Example of a Finite State Machine for Binary Strings
Lets take the example from the text. This FSM accepts binary strings that start with a 1 and end with a 0.
State Diagram
The FSM has four states: A, B, C, and D.
- State A is the starting state.
- State C is the only accepting state.
- States B and D handle intermediate steps.
Here is the diagram from the text −

Starting at A, if the input is 1, the machine moves to B. Now from B, if the input is 0, it transitions to C, which is the accepting state. Any other sequence keeps the machine in a non-accepting state.
How Does It Work?
Consider the input 1010.
The machine starts at A.
- It reads the first symbol, 1, and moves to B.
- It reads the next symbol, 0, and transitions to C.
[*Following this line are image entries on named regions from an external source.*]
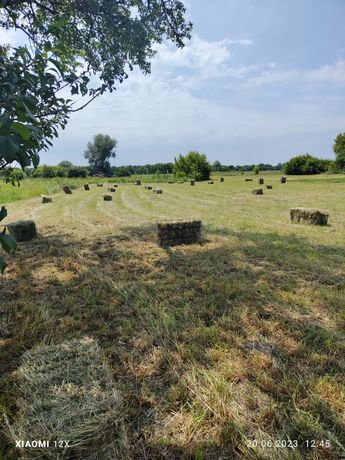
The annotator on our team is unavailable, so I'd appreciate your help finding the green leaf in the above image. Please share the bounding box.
[0,256,7,273]
[0,233,17,254]
[12,121,31,141]
[0,206,7,222]
[0,136,19,163]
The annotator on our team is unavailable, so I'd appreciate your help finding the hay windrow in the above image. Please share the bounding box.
[8,338,126,460]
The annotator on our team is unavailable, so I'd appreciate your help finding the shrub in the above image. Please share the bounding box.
[174,151,212,181]
[284,154,329,175]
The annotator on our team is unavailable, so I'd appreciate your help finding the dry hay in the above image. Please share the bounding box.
[290,208,329,225]
[62,185,72,195]
[157,220,202,247]
[7,338,127,460]
[6,220,37,243]
[41,195,53,203]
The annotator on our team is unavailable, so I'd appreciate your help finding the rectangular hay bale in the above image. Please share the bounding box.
[6,337,127,460]
[290,208,329,225]
[157,220,202,247]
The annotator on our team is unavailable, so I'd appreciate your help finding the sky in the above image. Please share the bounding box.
[0,0,345,165]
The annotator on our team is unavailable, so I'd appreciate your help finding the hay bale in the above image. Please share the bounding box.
[157,220,202,247]
[7,337,127,460]
[6,220,37,243]
[62,185,72,195]
[41,195,53,203]
[290,208,329,225]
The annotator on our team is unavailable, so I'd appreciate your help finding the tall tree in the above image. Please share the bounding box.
[0,0,191,172]
[84,134,117,174]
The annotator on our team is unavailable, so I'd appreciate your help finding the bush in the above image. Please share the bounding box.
[174,151,212,181]
[284,154,330,175]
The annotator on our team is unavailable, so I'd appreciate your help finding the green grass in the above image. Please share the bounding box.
[0,174,175,203]
[0,173,345,460]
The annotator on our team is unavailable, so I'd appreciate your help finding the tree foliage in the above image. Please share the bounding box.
[174,151,212,181]
[333,133,345,169]
[0,0,191,168]
[284,154,330,175]
[84,134,117,175]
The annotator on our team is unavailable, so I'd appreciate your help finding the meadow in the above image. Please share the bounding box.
[0,172,345,460]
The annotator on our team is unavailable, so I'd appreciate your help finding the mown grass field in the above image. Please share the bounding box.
[0,173,345,460]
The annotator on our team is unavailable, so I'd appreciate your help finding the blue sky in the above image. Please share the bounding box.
[2,0,345,165]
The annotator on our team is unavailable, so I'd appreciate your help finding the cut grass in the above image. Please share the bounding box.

The next symbol, 1, sends it back to B. But the final 0 takes it back to C. Where it stops in an accepting state.
Representing FSMs in Tables
The same machine can be represented using a table, which makes it easier to keep track of transitions for complex inputs.
For the above example, the table would look like this −
Current State | Input | Next State |
---|---|---|
A | 1 | B |
A | 0 | A |
B | 1 | B |
B | 0 | C |
C (accepting) | 1 | B |
C (accepting) | 0 | C |
This table shows exactly how the machine reacts to different inputs. This is showing there are no ambiguities.
Applications of Finite State Machines
Finite state machines are not just academic exercises; they have real-world uses. Here are a few examples:
- Lexical Analysis − Compilers use FSMs to break down source code into tokens.
- Pattern Matching − Tools like grep and regular expressions rely on FSMs to search for specific patterns in text.
- Control Systems − Devices like elevators and traffic lights use FSMs to handle states like "moving up," "stopping," or "waiting."
- Networking Protocols − FSMs ensure that data packets are sent, received, and acknowledged in the correct order.
Challenges in Implementing Finite State Machines
FSMs are powerful, but they are not without their challenges. Following are the challenges that one has to face while implementing FSMs −
- Complexity − For large systems, the number of states and transitions can become complex.
- Ambiguity − In nondeterministic FSMs, multiple possible transitions can make implementation tricky.
- Error Handling − Showing that invalid inputs are properly rejected requires careful design.
Besides these challenges, FSMs remain one of the most reliable tools for modeling and implementing state-based systems.
Conclusion
Finite state machines play an important role in how computers process input and make decisions. In this chapter, we explained the concept of finite state machines and how they are used in computer science.
We understood the basics including states, inputs, and transitions. Using the example of binary strings that start with a 1 and end with a 0, we saw how FSMs can be represented as diagrams and tables. Finally, we looked at some real-world applications and challenges of using FSMs.